Since the Bitcoin hit its all time high in 2017, an astonishing 19,783.06 USD, the coin has struggled to hit that value over the years, losing more than half that value within the period.
However, in the course of the lockdown caused by the pandemic the Bitcoin has seen its value more than tripled since the beginning of the year, with a single coin currently valued at over $22,000, a new all time high.
Return of investment (ROI) is usually one of the key factors to consider before investing. Undoubtedly, this is something the Bitcoin and other cryptocurrencies have increased in this period. In many countries, the imposed lockdown gave way for traders to hike the price of their merchandise. It also increased the use of the internet and the viral adoption of digital services across the globe.
This as well as the safety and security of assets in the cryptocurrency space has improved its utility and adoption.
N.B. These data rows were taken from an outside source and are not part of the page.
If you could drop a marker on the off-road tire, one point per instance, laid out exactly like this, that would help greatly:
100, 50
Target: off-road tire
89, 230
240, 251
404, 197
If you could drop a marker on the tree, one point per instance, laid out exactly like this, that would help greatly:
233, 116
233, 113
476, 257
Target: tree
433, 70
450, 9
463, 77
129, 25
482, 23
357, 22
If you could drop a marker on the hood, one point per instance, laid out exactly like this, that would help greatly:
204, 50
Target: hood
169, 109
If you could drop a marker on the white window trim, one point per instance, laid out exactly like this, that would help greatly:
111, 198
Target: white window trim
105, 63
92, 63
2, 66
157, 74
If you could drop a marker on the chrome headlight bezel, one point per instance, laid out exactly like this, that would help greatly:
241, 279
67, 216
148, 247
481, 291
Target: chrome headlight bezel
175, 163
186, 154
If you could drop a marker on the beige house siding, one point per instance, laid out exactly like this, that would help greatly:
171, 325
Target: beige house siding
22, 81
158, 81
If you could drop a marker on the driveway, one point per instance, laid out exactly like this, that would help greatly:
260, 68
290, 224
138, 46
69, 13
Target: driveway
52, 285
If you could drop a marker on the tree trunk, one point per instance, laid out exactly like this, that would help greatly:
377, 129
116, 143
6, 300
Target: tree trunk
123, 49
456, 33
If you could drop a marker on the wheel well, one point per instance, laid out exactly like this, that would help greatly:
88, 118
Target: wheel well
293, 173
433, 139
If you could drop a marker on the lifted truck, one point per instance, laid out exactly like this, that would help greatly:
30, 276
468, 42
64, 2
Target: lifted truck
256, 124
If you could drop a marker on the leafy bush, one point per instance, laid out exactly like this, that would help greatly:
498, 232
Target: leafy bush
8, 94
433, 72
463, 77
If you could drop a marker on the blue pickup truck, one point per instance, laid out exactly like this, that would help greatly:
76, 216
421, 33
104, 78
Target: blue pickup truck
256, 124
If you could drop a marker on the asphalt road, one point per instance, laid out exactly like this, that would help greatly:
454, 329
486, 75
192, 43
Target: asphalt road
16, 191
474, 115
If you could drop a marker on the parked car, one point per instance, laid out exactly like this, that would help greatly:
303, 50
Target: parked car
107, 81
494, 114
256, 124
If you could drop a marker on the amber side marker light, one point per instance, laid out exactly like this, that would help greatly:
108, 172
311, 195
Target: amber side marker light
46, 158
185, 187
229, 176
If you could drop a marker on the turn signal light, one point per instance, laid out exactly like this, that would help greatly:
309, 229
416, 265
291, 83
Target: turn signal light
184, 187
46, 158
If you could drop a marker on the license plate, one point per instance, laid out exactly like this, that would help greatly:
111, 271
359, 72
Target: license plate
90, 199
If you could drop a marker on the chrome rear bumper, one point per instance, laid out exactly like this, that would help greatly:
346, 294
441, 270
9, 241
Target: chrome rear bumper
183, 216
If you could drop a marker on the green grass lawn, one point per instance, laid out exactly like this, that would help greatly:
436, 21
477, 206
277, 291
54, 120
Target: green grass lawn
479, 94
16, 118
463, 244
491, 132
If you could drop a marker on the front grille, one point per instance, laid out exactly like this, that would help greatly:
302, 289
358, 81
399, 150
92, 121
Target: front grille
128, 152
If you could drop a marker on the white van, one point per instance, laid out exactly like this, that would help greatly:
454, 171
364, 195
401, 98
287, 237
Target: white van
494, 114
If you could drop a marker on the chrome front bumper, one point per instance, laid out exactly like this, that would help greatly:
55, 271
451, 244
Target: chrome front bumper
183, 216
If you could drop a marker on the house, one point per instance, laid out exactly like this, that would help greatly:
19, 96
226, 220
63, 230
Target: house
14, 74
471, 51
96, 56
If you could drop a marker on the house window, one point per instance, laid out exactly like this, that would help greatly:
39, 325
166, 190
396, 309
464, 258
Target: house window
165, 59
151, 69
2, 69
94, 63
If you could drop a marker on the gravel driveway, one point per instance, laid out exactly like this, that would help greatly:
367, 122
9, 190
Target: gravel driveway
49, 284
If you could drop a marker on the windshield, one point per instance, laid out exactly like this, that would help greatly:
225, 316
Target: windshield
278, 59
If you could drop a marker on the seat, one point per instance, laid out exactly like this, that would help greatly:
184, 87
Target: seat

Usually this would mean that operations on cryptocurrency exchanges and network sites would lag. Fortunately, blockchain technology makes it easier for these servers to carry as many users as they’re presented with. As it is in business, beautiful Customer Experience yields increased patronage. This has been the case for most cryptocurrency networks.
Although the rising value appreciation is a good sign, especially as the pandemic and the lockdown looks to be moving into a second phase. Similar to the pandemic’s first phase, this second phase would equally affect the price of commodities. It would make good return for investors looking to sell. However, cryptocurrencies are volatile assets and could eventually have their bullish rise halted by a simple disagreement between investors.
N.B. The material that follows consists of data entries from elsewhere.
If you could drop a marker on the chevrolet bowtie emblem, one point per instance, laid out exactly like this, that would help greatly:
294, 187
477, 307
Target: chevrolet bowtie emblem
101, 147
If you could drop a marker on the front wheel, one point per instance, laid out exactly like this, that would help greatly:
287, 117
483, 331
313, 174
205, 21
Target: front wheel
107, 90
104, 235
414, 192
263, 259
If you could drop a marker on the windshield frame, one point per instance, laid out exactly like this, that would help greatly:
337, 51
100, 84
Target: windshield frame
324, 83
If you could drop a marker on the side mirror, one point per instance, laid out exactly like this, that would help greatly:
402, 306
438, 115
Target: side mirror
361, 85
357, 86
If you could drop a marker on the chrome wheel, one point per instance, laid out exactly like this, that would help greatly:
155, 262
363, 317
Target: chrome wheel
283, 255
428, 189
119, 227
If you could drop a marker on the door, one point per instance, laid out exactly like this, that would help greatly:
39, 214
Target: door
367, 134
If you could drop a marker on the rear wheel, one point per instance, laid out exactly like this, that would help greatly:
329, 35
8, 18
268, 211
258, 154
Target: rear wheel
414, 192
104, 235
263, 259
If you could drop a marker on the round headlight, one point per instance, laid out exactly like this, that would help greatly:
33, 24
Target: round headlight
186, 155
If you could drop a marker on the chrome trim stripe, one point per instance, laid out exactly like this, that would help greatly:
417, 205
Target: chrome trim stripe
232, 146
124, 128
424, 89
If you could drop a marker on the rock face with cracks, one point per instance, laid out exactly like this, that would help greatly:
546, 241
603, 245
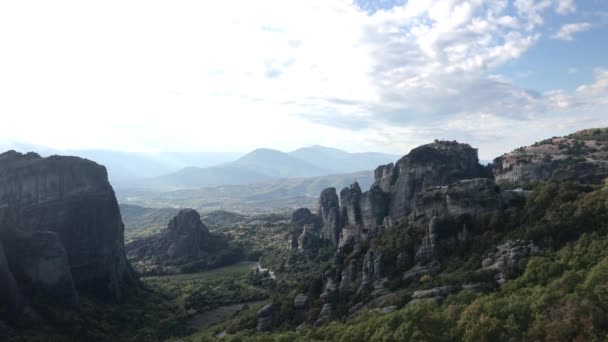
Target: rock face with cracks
60, 231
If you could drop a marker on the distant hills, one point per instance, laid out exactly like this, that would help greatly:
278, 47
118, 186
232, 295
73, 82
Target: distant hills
267, 165
125, 167
186, 170
338, 161
283, 195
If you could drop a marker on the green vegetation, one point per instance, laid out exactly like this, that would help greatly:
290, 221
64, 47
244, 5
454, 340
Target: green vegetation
560, 294
207, 290
599, 134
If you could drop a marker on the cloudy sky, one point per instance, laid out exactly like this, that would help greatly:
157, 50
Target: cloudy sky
362, 76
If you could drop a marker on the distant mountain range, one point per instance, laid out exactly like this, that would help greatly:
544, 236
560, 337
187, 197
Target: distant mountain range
125, 167
185, 170
267, 165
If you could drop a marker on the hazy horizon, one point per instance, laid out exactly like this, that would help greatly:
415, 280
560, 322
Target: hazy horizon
359, 76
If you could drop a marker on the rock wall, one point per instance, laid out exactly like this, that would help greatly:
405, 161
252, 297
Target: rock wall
61, 229
185, 239
329, 212
436, 164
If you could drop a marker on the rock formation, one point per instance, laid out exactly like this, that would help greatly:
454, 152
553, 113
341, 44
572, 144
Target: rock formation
350, 205
329, 212
187, 236
507, 255
300, 306
265, 317
436, 164
468, 200
185, 239
582, 156
61, 230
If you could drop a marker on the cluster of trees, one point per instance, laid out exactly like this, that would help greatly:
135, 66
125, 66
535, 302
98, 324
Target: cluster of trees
560, 294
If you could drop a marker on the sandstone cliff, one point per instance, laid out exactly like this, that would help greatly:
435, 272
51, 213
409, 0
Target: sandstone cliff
582, 156
185, 239
61, 230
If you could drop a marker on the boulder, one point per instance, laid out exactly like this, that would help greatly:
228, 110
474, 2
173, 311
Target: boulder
300, 305
324, 315
265, 317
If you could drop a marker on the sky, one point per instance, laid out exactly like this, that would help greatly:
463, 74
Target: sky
236, 75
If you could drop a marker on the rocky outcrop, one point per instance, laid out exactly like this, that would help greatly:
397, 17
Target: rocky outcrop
420, 270
40, 262
187, 236
61, 228
372, 270
185, 239
329, 212
442, 291
307, 240
325, 314
10, 295
436, 164
374, 207
265, 317
303, 216
300, 306
349, 275
507, 255
582, 156
350, 205
470, 199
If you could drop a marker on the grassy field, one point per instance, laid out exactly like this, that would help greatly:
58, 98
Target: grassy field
235, 270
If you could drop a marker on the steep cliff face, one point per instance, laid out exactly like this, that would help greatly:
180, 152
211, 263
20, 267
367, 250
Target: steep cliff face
466, 200
72, 201
187, 236
350, 203
60, 232
582, 156
329, 212
435, 164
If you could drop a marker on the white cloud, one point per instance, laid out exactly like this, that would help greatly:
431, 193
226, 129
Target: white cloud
193, 75
565, 6
568, 30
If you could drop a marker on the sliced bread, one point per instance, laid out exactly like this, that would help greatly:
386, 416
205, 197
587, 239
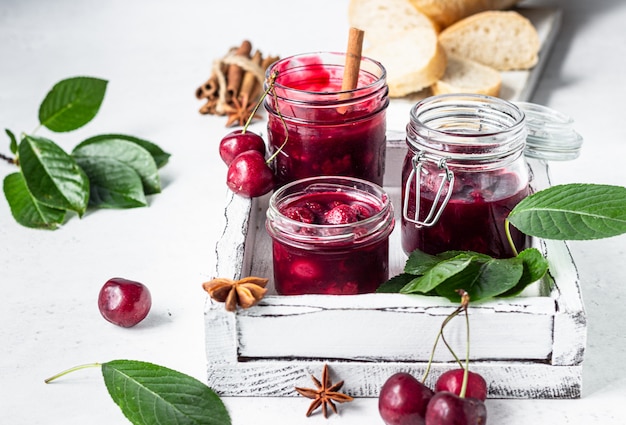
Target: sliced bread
384, 20
504, 40
413, 59
446, 12
467, 76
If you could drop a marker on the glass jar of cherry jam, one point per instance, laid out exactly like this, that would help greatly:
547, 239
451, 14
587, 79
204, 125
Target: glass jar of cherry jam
330, 235
463, 173
331, 132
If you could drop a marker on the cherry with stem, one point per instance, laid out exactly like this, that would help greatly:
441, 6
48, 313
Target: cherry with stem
249, 173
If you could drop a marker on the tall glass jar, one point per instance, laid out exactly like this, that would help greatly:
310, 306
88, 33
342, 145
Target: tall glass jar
331, 132
330, 235
463, 173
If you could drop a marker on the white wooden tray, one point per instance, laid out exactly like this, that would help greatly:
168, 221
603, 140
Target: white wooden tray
531, 346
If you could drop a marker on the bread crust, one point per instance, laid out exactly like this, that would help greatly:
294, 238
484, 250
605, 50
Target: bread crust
504, 40
467, 76
446, 12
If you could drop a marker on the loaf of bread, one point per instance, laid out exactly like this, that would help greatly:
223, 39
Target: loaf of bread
414, 60
504, 40
403, 39
467, 76
446, 12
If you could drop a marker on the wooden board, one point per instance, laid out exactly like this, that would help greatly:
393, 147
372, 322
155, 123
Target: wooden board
531, 346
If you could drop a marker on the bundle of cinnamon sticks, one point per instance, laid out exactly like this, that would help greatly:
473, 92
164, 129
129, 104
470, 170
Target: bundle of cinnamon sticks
235, 84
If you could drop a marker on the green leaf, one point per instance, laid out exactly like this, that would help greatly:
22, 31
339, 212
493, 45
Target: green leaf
159, 155
437, 274
152, 394
52, 176
128, 153
13, 143
72, 103
535, 267
113, 184
484, 279
572, 212
25, 209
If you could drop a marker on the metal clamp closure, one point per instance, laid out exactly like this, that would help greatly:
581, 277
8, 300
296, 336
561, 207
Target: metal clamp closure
447, 181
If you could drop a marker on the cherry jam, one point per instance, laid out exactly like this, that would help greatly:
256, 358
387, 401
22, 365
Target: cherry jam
327, 131
330, 235
463, 173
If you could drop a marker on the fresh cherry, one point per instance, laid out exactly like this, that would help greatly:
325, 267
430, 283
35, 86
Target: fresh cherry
239, 141
341, 214
403, 400
124, 302
301, 214
446, 408
452, 381
249, 175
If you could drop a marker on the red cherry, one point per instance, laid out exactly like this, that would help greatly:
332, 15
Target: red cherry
403, 400
237, 142
249, 175
301, 214
341, 214
452, 381
446, 408
124, 302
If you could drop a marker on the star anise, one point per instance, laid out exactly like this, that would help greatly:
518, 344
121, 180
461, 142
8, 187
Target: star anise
325, 394
244, 293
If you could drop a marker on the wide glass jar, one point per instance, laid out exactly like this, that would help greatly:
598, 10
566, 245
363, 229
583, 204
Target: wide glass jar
330, 235
463, 173
331, 132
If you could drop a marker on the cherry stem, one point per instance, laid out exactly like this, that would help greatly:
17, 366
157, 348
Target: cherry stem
507, 231
464, 303
72, 369
440, 335
282, 120
270, 86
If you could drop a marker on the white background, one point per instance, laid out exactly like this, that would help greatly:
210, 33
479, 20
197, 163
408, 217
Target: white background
154, 54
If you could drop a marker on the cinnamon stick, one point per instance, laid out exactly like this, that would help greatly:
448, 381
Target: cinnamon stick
353, 59
209, 89
235, 72
352, 66
249, 83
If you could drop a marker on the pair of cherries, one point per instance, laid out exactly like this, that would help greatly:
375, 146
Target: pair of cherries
404, 400
458, 398
248, 172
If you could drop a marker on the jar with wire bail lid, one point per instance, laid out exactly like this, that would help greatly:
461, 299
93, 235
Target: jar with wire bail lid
464, 172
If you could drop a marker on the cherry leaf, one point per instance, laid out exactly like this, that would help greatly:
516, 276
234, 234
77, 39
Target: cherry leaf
159, 155
72, 103
125, 152
13, 141
149, 394
52, 176
572, 212
113, 184
25, 209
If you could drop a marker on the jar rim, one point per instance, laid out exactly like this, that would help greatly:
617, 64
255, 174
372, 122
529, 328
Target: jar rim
296, 61
465, 127
377, 226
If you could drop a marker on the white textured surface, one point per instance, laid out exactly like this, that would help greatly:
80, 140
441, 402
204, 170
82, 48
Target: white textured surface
155, 53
On a wider outlook, the coronavirus pandemic impacted on the cryptocurrency market in two phases.
The first phase, caused by the initial panic at the start of the lockdown, with investors pulling out resources and transactions temporarily reducing, cryptocurrencies went through a long continuous phase of value depreciation, with the biggest price cut coming in March.
The devaluation phase was largely responsible for most of the negative predictions being made, although knowledge of the volatile nature of cryptocurrencies also played a part.
This phase also played a part in the current cryptocurrency boom, as big players plunged funds into the market to increase value.
The second phase, also caused by the widespread panic and the viral adoption of digitalization and automated systems. With the arrival and spread of the novel coronavirus, COVID-19, physical contact reduced drastically as they promote the spread of the pathogens.
This includes the use of fiat money (paper money) in payment. People resorted to less physical means of payment, electronic transfers and transactions took over from traditional banking methods.
The rise of digital transactions impacted on the cryptocurrencies, with the switch to digital networks, came the boom which gave way for the viral adoption of crypto assets.
Regardless of the volatile nature of the cryptocurrency market, cryptocurrency assets still stand as the most viable investment options, in the mainstream financial market. With the option to control investments and assets, as well as mining through cryptographic methods.
Cryptocurrency investments aren’t only viable but interesting too, as each transaction helps you understand the market more.
The COVID-19 pandemic has contributed immensely to the present cryptocurrency boom, which has even been observed in the smaller cryptocurrency tokens.